Hey Eric. I'm sorry, boss. I feel sick to my stomach. I'm gonna need to take the day off.

Hi Dr. Smith. I'm sorry, boss, but I feel very sick today. I'm going to need to take the day off.

Notice how both examples convey the same idea. The meaning of the word boss is the same. The meaning of needing to take the day off is the same. The direct meaning of what you're trying to say is the same.

However, which of the examples uses word forms that are a socially acceptable way to communicate with your supervisor, who is also a physician? Clearly, it's the second example.

Here, we're using terms like 'Dr. Smith', instead of 'Eric'. And 'I'm going to', instead of 'I'm gonna'. The first example is too informal for a newly formed boss-employee relationship between a student and his or her supervisor or mentor, so the second example is more apropos unless Dr. Smith says it's okay to be on a first-name basis.

These are examples of indirect social cues we use in language to express how we view ourselves in comparison to someone else in society. The way we form phrases or words, despite their variations having the same meanings, helps us understand things like social standing when two people interact with one another.

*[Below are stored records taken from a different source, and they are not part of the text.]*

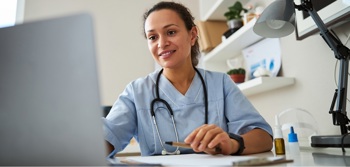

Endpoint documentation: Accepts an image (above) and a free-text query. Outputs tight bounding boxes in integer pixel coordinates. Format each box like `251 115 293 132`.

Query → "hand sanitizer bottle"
288 126 300 156
274 115 285 155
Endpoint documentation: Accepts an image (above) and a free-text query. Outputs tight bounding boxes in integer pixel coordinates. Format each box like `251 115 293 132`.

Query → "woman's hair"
143 1 200 66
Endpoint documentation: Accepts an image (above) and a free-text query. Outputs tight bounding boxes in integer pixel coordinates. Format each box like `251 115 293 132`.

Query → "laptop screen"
0 13 108 166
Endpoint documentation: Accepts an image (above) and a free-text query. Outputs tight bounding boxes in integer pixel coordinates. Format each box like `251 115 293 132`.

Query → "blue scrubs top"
103 68 272 156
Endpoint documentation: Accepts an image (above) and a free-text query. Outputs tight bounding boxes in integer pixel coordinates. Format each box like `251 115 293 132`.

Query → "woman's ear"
190 26 198 46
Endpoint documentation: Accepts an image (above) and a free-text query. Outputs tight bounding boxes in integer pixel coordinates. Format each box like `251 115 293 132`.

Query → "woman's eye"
168 30 176 36
148 35 157 41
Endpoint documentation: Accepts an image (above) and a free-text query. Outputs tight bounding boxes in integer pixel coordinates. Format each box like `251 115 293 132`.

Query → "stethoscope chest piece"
161 149 180 155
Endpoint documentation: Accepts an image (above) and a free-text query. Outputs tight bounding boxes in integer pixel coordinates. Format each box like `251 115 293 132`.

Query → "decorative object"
253 67 272 78
242 4 256 25
227 68 246 83
196 21 228 53
253 0 350 148
223 1 248 38
242 38 281 79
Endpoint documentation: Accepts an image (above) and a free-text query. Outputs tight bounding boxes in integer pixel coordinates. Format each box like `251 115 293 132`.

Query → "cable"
333 60 350 103
344 32 350 45
330 29 341 42
332 27 350 103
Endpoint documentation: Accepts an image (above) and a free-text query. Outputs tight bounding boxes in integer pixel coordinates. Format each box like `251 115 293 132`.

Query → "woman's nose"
157 36 169 48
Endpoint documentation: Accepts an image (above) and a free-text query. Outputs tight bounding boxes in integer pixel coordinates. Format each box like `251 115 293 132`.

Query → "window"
0 0 24 28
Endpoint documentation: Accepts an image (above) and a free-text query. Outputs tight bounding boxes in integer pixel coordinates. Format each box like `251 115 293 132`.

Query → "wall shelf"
203 18 263 72
201 0 235 21
200 0 295 96
238 77 295 96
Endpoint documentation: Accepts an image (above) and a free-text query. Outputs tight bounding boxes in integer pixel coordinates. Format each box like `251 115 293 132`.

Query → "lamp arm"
295 0 349 59
295 0 350 134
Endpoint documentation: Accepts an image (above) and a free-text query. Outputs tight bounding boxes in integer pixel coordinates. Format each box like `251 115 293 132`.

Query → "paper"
242 38 281 80
121 153 289 166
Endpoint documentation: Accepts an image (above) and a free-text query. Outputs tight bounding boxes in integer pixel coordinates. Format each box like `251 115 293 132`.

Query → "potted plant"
223 1 248 38
227 68 246 83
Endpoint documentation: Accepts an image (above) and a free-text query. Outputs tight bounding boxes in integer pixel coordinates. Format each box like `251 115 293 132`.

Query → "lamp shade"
253 0 296 38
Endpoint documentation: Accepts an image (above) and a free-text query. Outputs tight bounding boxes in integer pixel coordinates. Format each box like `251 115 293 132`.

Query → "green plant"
224 1 248 20
227 68 246 75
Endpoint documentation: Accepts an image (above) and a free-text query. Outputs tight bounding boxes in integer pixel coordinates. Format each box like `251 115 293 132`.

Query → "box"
196 21 228 53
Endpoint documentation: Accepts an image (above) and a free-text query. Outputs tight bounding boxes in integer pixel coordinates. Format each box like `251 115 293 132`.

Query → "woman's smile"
159 50 176 58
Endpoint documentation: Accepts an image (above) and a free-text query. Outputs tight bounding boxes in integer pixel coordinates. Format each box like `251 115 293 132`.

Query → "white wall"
23 0 199 106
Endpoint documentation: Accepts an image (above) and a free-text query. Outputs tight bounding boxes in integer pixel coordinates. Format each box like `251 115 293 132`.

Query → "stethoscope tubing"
151 68 208 123
151 68 208 155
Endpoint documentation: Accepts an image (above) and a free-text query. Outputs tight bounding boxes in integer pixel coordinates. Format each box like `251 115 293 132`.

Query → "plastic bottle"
288 126 300 156
243 4 256 25
273 115 285 155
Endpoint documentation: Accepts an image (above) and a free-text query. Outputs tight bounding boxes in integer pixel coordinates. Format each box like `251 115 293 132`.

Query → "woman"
103 1 273 156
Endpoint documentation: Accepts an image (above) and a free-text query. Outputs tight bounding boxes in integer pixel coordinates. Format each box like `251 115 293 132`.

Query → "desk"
284 147 350 166
118 147 350 166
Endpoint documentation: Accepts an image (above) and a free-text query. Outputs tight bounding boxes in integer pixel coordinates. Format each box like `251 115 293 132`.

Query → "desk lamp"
253 0 350 148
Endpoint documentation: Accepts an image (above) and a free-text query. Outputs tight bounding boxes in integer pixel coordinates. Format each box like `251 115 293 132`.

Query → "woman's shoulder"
197 68 229 80
128 69 159 87
197 68 237 91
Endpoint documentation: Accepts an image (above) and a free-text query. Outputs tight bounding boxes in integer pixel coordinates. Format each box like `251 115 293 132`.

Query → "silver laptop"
0 13 108 166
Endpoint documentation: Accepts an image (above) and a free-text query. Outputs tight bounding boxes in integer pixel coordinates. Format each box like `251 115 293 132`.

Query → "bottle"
243 4 256 25
288 126 300 156
273 115 285 155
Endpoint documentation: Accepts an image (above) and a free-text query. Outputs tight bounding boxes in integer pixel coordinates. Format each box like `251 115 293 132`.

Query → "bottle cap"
288 126 298 142
274 115 283 138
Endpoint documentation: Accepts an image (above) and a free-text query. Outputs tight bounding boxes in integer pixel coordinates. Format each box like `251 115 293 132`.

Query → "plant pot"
230 74 245 83
224 19 243 38
227 19 243 29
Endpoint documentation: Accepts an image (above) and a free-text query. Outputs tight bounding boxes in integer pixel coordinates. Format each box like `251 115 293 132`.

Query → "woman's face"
144 9 197 69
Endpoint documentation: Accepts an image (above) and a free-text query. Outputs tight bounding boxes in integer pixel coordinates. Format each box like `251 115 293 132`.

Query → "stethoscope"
150 68 208 155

The point is, it's not just enough to use language to communicate. You must also use it in a way that fits the type of social relationship you have with your audience.

More Examples of Social Function

We can go on and on with these types of examples. For instance, politicians need to decide how to talk to one type of audience to convey the same message they would try to convey to a completely different type of audience. In other words, they may use lots of technical terms to talk about tax reform with a group of accountants, but would speak in a totally different way to a general audience.

Another example of this would be the way you communicate with your teacher. Do you write emails to them like you would to a best friend of your age in school? Or do you write in a way that shows respect and deference to your teacher?